I lanciatore del peso malese era arrivato tre minuti dopo l'orario previsto per la gara riservata ad atleti con disabilità intellettive relazionali. Il ricorso dell'Ucraina (cui è andato l'oro) hanno cancellato la meravigliosa prestazione in pedana. Rivolta social in Malaysia dove il ministro apre un'inchiesta

Per un ritardo si perde un treno, l’aereo, un amore. O a scuola un’interrogazione temuta (ma occhio alle vendette). Per un ritardo altrui si può perdere la pazienza. Mai accaduto che si perdessero medaglia d’oro e due record mondiali. A entrare nel Guinness dei primati, a non dormire per qualche notte e a maledire per tutta la vita quei pochi giri d’orologio è Muhammad Ziyad Zolkefli atleta della Malaysia che martedì si è presentato al via del getto del peso tre minuti dopo l’orario fissato per la gara della classe F20, per atleti con disabilità intellettive relazionali. Zolkefli ha battuto due volte il record mondiale con 17,31 metri poi 17,94 e ovviamente stravinto l’oro, assegnato dalle autorità che avevano preso per buone le giustificazioni addotte dal malese. Puntuale (quello sì), il ricorso dell’Ucraina, cui appartiene il secondo classificato (ora primo) Maksym Koval. Successive indagini hanno convinto le autorità a ritenere infondate le motivazioni con cui Zolkefli tentava di essere riammesso nei termini e hanno squalificato il vincitore sul campo. Hastag infuocati in Malaysia: #Ziyad con offese variegate e a tema libero rivolte a giudici e a Koval. “Non rubate questo meritato oro da record mondiale», ha tuonato il deputato Fahmi Fadzil. Il ministro dello sport malese, Ahmad Faizul Azumu, ha ordinato al Comitato Olimpico un’inchiesta: “Gli atleti hanno atteso cinque anni, ma che basti un ritardo di meno di cinque minuti per distruggere una speranza, è molto triste”, la dichiarazione.

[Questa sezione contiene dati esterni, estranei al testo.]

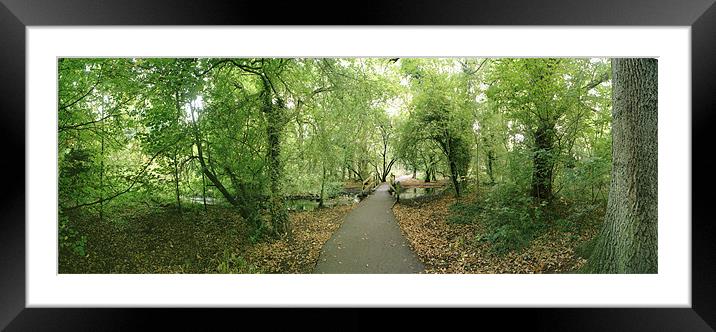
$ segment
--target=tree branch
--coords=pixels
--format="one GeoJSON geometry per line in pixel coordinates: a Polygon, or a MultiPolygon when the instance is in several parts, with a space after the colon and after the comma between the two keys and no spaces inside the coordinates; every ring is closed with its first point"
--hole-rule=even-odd
{"type": "Polygon", "coordinates": [[[596,87],[597,85],[602,84],[602,82],[605,82],[606,80],[608,80],[610,78],[610,76],[611,76],[610,72],[605,71],[601,75],[595,77],[592,81],[587,83],[587,85],[584,86],[584,88],[582,88],[582,90],[589,91],[591,89],[594,89],[594,87],[596,87]]]}
{"type": "Polygon", "coordinates": [[[94,124],[94,123],[97,123],[97,122],[102,122],[102,121],[104,121],[104,120],[106,120],[106,119],[109,119],[109,118],[111,118],[111,117],[113,117],[113,116],[114,116],[114,114],[107,114],[107,115],[105,115],[103,118],[97,119],[97,120],[94,120],[94,121],[83,122],[83,123],[78,123],[78,124],[68,125],[68,126],[60,126],[60,127],[59,127],[59,131],[65,131],[65,130],[69,130],[69,129],[77,129],[77,128],[80,128],[80,127],[88,126],[88,125],[91,125],[91,124],[94,124]]]}
{"type": "Polygon", "coordinates": [[[102,76],[100,75],[100,78],[97,79],[97,82],[95,82],[94,85],[92,85],[92,87],[89,88],[89,90],[87,90],[87,92],[85,92],[84,94],[82,94],[79,98],[75,99],[75,101],[73,101],[73,102],[71,102],[71,103],[69,103],[69,104],[60,105],[58,111],[65,110],[65,109],[67,109],[68,107],[70,107],[70,106],[72,106],[72,105],[74,105],[74,104],[79,103],[82,99],[85,99],[85,97],[89,96],[89,94],[92,93],[92,91],[94,91],[94,89],[97,87],[97,85],[99,85],[99,82],[102,81],[101,77],[102,77],[102,76]]]}

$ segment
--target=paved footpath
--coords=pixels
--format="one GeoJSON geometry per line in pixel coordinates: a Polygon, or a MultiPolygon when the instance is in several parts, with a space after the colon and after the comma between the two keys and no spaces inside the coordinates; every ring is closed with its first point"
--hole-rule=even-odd
{"type": "Polygon", "coordinates": [[[326,242],[313,273],[420,273],[425,268],[400,232],[388,185],[353,209],[326,242]]]}

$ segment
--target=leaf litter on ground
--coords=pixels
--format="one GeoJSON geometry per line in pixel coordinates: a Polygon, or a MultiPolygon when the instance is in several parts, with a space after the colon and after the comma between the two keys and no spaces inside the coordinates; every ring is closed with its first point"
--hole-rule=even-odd
{"type": "Polygon", "coordinates": [[[456,199],[442,196],[420,205],[396,204],[396,220],[411,248],[426,267],[425,273],[573,273],[586,260],[575,250],[596,235],[594,228],[579,234],[550,229],[526,248],[498,254],[480,241],[486,227],[472,223],[448,223],[456,199]]]}
{"type": "Polygon", "coordinates": [[[133,210],[122,221],[76,215],[86,256],[61,248],[60,273],[311,273],[321,248],[355,204],[291,212],[292,235],[250,240],[238,212],[133,210]]]}

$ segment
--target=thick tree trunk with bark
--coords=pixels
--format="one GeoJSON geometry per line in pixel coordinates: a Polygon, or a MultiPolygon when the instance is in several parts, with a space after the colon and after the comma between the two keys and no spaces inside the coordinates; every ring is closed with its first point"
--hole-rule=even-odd
{"type": "Polygon", "coordinates": [[[612,179],[587,269],[657,273],[657,60],[613,59],[612,179]]]}
{"type": "Polygon", "coordinates": [[[532,151],[532,198],[536,202],[552,199],[552,170],[554,166],[554,125],[542,124],[535,132],[532,151]]]}
{"type": "Polygon", "coordinates": [[[268,136],[268,171],[269,171],[269,214],[274,236],[290,235],[291,229],[288,211],[284,202],[281,180],[283,165],[281,163],[281,131],[284,125],[283,105],[273,105],[271,82],[265,75],[263,80],[263,112],[266,115],[266,134],[268,136]]]}

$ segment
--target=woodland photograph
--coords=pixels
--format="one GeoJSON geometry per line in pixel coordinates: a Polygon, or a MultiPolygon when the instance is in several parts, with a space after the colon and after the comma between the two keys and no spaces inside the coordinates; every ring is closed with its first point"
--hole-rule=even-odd
{"type": "Polygon", "coordinates": [[[657,74],[58,58],[58,272],[658,273],[657,74]]]}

Il portavoce del Comitato paralimpico, Craig Spence, si è rammaricato degli “insulti” ma ha ribadito che “le regole sono regole: la decisione è stata presa e non è colpa degli ucraini se il malese è arrivato tardi”. Spence ha fatto cadere le scuse accampate da  Zolkefli: lui e altri due atleti arrivati tardi avevano sostenuto di non aver sentito l’avviso perché  in lingua che non conoscevano.

A Zolkefli qualcuno regali una sveglia. O un traduttore automatico. O entrambi. Chi pensava che la Paralimpiadi fossero il regno del prego si accomodi si ricrederà. Com’è giusto che sia nello sport, si lotta con ogni mezzo. Compreso l’orologio.